O impacto dos dados vai muito além da seleção de pessoas, permeando todos os processos operacionais das empresas existentes hoje. Modelos de concessão de crédito, em sua maioria, utilizam dados indicativos da capacidade financeira dos indivíduos (ou empresas), praticamente garantindo que quem mais precisa de acesso a recursos financeiros não vai conseguir. Os processos de prevenção à fraude, especialmente no varejo e no comércio eletrônico, dão um peso grande para o endereço de entrega do produto, carregando assim todas as distorções e preconceitos que estão embutidos na distribuição geográfica das cidades. O resultado final desses vieses inerentes dos dados que apoiam os processos de tomada de decisão das empresas é um aumento do custo social dos produtos e serviços, impactando a sociedade como um todo.

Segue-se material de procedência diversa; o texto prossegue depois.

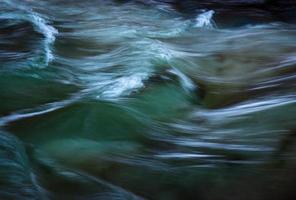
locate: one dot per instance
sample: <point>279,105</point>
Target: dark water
<point>147,100</point>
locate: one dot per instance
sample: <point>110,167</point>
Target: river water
<point>146,100</point>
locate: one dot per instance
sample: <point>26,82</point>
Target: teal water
<point>139,100</point>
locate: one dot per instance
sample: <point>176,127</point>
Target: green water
<point>128,100</point>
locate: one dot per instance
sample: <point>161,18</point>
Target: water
<point>147,100</point>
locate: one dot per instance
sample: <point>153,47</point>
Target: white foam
<point>205,20</point>
<point>49,33</point>
<point>40,25</point>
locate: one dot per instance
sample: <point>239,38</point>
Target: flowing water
<point>145,100</point>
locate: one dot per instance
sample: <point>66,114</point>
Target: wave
<point>205,20</point>
<point>17,11</point>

É fundamental, portanto, uma conscientização das empresas sobre todos esses impactos dos dados sobre as questões de ASG. Sem uma análise cuidadosa das informações que são utilizadas em seus processos, e da forma como essas informações são processadas e analisadas, é praticamente impossível atingir os objetivos nessas diferentes áreas. No fundo, todas as iniciativas ASG passam pelos dados, e eles precisam ser um elemento central dessas discussões.